Thursday, April 23, 2015
German Bund Wrestles with Bearish Reversal Implications
Recent technical developments discussed below have provided advance notice for the volatile price action in Bunds. To a lesser extent, they pointed toward a move to higher yields. Today’s recovering price action will be watched closely to see if enough of the prior (Wednesday) session’s decline can be recovered to indicate the sell-off in Bunds is completed.
In the last 5 years, only 3.7% of the sessions experienced declining price action as great as Yesterday’s. Wednesday’s decline of 79 tics in Bunds was larger than any since January 21. We remember that late-January instance brought about an incredible bullish answer the next session before the contract raced immediately to a new contract high.
A similar outcome is certainly possible here and we shall take our clue from the disposition of trade nearer to the close, gauging the commitment of the bullish contingency against the rejuvenated interest of a sorry bearish camp. Specifically, we shall look to the ‘mid’ of trade yesterday on a settlement basis to parse the next leg of this developing price action.

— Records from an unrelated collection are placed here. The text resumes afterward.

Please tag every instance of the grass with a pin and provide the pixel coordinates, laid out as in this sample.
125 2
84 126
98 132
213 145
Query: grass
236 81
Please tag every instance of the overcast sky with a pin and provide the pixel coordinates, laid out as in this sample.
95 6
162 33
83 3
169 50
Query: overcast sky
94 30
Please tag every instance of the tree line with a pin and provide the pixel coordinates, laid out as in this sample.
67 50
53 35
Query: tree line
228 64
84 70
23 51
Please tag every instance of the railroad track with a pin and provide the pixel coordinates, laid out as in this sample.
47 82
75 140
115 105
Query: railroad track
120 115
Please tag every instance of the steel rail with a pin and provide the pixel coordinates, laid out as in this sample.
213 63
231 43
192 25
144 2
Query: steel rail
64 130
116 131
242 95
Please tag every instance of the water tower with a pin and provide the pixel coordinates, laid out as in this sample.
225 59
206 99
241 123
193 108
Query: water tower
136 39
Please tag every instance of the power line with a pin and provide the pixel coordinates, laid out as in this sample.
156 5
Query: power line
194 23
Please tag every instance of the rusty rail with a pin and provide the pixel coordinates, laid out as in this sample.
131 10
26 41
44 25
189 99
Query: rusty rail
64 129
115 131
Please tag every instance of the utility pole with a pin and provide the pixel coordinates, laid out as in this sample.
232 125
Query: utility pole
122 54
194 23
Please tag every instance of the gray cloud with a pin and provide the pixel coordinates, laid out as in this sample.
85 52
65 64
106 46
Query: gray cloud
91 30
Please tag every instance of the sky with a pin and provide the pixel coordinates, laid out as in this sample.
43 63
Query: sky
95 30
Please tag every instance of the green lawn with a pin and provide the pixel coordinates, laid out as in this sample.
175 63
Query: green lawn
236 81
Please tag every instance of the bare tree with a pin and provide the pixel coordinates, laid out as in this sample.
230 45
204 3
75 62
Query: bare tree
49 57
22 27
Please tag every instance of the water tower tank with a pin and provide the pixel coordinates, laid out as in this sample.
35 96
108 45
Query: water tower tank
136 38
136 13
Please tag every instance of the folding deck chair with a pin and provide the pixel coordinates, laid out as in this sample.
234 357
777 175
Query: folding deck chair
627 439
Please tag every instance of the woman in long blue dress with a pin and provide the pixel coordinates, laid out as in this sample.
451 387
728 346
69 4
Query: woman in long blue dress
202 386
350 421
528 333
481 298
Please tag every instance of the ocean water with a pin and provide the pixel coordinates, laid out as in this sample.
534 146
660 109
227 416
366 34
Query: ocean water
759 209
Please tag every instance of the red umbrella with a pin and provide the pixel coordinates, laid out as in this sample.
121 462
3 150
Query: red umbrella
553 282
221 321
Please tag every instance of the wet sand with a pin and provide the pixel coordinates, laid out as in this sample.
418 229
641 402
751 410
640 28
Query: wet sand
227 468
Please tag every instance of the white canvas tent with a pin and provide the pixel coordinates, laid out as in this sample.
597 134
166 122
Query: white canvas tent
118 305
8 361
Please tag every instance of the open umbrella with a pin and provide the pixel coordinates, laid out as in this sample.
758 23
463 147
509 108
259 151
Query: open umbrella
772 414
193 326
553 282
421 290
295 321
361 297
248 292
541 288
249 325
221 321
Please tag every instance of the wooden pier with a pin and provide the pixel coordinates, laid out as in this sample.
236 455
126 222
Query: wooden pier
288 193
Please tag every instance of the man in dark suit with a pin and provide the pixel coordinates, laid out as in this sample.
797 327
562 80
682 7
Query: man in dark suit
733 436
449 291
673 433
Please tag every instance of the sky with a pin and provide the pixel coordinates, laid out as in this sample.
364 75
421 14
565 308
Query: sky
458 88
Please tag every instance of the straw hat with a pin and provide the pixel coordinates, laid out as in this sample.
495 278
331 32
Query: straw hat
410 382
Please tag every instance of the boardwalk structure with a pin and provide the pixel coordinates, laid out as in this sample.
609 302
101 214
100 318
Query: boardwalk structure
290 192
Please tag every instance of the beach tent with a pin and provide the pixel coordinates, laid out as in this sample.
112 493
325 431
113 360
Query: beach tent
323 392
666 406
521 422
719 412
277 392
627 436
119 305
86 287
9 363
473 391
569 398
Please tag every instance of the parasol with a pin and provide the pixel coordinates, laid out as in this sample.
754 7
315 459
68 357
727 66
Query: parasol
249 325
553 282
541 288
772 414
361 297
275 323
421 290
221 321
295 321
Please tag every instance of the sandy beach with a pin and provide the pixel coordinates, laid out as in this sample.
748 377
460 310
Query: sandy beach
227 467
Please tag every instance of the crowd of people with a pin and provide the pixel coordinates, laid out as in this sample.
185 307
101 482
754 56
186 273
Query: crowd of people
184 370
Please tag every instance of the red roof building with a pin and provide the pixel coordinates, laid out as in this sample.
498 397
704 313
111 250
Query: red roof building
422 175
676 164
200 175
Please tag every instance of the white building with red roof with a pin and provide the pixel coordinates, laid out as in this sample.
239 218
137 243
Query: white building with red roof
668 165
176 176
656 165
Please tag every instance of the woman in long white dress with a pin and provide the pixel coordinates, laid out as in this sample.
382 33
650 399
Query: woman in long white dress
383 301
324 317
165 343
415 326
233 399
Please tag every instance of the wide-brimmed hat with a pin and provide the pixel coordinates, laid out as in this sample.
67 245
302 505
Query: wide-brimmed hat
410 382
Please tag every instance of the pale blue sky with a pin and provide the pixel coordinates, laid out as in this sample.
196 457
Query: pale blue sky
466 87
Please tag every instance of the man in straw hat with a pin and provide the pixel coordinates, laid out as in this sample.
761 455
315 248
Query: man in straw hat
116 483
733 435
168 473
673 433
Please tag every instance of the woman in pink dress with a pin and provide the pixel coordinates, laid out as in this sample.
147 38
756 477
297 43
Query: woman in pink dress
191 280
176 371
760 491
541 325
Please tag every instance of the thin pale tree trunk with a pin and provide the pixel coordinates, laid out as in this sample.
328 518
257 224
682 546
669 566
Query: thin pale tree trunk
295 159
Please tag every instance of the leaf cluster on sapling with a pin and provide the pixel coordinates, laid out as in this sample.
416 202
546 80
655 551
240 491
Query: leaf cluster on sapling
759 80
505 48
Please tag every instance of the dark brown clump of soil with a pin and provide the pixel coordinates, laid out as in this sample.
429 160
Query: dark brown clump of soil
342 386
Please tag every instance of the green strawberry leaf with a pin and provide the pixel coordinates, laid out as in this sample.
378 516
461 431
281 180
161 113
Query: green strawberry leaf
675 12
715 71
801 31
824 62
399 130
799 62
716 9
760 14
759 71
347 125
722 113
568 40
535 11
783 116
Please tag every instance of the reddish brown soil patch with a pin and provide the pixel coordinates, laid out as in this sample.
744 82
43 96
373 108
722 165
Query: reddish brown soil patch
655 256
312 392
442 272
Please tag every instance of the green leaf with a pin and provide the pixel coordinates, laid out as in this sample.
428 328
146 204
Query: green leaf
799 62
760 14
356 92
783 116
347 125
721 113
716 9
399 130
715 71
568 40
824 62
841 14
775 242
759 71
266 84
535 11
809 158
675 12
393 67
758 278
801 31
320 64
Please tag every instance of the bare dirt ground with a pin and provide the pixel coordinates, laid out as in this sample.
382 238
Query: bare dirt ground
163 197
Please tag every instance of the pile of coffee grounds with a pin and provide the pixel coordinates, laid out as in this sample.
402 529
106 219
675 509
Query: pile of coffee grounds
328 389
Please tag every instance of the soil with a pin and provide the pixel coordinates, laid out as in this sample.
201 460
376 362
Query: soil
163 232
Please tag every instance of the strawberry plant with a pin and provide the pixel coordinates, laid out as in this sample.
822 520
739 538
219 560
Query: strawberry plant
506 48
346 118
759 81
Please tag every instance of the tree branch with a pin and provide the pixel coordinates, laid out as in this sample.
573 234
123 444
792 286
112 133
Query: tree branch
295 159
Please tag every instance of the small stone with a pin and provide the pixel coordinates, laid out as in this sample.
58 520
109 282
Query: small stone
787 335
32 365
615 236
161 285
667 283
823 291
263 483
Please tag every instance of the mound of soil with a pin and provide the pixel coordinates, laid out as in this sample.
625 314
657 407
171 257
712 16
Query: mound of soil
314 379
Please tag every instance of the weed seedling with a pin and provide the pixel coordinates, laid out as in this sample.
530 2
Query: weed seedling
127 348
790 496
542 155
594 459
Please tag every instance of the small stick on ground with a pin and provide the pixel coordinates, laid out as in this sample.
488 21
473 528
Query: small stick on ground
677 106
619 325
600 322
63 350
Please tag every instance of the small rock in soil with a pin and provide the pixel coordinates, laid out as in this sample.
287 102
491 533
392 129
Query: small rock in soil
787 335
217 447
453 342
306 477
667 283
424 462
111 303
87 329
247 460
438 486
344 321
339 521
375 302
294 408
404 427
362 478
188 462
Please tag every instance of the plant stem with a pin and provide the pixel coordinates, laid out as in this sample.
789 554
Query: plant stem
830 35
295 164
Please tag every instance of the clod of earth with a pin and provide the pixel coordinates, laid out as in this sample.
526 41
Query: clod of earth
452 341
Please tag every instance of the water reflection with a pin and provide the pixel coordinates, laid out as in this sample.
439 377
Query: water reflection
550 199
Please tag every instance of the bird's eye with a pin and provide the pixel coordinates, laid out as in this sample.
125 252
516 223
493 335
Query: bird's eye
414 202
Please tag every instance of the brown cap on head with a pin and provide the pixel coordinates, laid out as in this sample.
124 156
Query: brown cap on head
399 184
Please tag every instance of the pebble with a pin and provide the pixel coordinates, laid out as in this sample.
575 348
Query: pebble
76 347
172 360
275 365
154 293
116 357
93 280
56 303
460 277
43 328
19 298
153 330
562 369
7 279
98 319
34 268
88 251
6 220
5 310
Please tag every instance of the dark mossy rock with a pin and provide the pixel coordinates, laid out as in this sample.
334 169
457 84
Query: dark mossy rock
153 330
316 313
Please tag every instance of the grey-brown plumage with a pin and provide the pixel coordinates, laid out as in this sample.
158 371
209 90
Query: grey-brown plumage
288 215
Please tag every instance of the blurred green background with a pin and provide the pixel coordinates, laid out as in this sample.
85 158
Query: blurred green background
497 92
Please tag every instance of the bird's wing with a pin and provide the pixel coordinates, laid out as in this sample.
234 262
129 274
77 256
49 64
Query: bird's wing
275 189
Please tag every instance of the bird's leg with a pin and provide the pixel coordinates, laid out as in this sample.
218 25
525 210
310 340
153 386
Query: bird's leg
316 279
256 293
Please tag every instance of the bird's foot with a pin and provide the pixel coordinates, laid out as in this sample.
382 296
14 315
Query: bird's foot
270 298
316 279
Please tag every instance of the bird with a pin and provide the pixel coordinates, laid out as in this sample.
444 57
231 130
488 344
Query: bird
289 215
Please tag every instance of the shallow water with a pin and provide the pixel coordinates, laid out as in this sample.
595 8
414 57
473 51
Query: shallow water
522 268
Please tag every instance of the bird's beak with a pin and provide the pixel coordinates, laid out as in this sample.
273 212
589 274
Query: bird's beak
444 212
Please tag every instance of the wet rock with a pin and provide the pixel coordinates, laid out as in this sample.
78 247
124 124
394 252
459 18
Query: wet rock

Bullish minded participants could look to add to positions with an expectation that RXM5 would settle today above 159.58, taking steps to hedge or remove this position in the event these expectations don’t materialize. Conversely, bearish minded participants could initiate shorts on the expectation that longs will regard advancing price action as an opportunity to cover positions. Greater conviction for continued falling price action should attend a settle below 159.58. Otherwise, shorts might want to cover positions, looking for another opportunity in the future to position at more favorable levels.
The Bund seemed to take its cue from U.S. economic developments yesterday, selling off with a notably stronger than expected existing home sales number. We should expect that all eyes will be on the jobless claims data due out shortly to help reconcile the changed nature of job growth seen in the last employment report which was weaker than expected.